Large digital sky surveys are a rapidly growing source of astronomical data that are creating novel opportunities for scientific research, such as measuring the changing expansion rate of the universe via observations of Type Ia supernovae. However, the search for rare celestial objects in large sets of digital imagery poses enormous computational challenges for the efficient analysis of vast amounts of data. Statistical learning techniques offer powerful, adaptive methods for the automatic detection, recognition, and classification of rare objects from digital imagery. This talk presents a novel application of supervised learning in the form of Support Vector Machines (SVMs) to the recognition of Type Ia supernovae from geometric and photometric measurements (features) of hundreds of thousands of subimages per night.

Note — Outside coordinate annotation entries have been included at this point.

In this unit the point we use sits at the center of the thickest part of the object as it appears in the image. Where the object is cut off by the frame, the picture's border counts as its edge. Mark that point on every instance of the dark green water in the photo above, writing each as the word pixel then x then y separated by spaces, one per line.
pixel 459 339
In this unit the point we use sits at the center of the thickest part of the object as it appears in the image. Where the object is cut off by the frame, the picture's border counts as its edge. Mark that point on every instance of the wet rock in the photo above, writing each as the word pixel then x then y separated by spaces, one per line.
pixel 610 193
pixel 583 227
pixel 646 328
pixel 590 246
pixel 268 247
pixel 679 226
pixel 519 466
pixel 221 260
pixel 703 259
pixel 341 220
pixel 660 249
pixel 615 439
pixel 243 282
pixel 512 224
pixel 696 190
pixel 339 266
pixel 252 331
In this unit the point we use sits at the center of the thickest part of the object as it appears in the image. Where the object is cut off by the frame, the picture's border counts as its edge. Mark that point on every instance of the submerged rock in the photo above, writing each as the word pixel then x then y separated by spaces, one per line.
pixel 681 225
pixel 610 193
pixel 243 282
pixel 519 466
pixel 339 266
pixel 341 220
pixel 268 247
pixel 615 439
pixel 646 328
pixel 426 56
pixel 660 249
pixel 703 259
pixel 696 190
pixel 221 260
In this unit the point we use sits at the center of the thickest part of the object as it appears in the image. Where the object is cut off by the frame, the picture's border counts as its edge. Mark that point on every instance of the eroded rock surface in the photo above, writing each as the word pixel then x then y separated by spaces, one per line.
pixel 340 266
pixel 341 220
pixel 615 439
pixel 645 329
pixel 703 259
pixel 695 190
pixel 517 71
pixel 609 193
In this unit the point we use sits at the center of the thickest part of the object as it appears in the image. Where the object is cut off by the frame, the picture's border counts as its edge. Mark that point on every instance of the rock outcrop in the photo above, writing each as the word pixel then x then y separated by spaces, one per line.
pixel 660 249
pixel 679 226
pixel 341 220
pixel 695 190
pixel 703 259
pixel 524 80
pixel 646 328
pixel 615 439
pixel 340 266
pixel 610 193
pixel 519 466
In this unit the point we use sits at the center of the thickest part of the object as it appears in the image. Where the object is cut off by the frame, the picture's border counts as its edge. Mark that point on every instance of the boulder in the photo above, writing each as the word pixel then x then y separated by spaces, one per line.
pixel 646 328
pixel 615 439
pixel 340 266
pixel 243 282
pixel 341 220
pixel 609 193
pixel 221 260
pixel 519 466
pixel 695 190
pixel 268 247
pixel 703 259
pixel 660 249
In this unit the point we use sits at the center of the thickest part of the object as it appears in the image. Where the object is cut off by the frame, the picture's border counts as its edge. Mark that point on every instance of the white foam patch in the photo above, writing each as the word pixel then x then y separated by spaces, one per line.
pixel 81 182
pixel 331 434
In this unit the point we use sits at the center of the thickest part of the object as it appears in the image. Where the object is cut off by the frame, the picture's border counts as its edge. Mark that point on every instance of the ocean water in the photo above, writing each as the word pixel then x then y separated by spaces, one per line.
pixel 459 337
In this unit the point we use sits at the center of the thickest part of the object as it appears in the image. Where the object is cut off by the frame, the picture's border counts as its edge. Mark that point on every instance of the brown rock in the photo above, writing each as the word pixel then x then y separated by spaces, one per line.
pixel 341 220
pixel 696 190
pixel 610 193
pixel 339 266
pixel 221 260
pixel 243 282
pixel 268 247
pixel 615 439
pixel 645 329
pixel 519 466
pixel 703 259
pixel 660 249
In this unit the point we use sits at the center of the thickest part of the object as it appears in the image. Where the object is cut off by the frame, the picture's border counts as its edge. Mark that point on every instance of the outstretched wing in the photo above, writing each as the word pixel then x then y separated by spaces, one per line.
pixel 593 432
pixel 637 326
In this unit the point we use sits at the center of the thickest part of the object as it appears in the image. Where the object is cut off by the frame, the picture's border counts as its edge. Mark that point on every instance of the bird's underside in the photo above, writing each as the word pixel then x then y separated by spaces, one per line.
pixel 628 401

We address several difficulties inherent to digital sky surveys that preclude straightforward application of standard learning methods: 1) noisy and corrupt imagery resulting in high levels of feature uncertainty, 2) feature measurements with heavy-tailed, peaked distributions, 3) extremely imbalanced and overlapping positive and negative data sets, i.e., as few as 1 out of every 10,000 sample subimages contain an actual supernova, and 4) the need to reach very high supernova recognition rates while reducing the burdensome human workload of manually eliminating false candidates. We present results on several data sets as well as the current impact of our analysis on a large-scale supernova survey, the Nearby Supernova Factory at LBNL, that uses an SVM decision value to screen up to 600,000 potential supernovae per night. This capability has great potential to improve the search efficiency of both this and other digital sky surveys that are slated to collect orders of magnitude more imagery in the near future.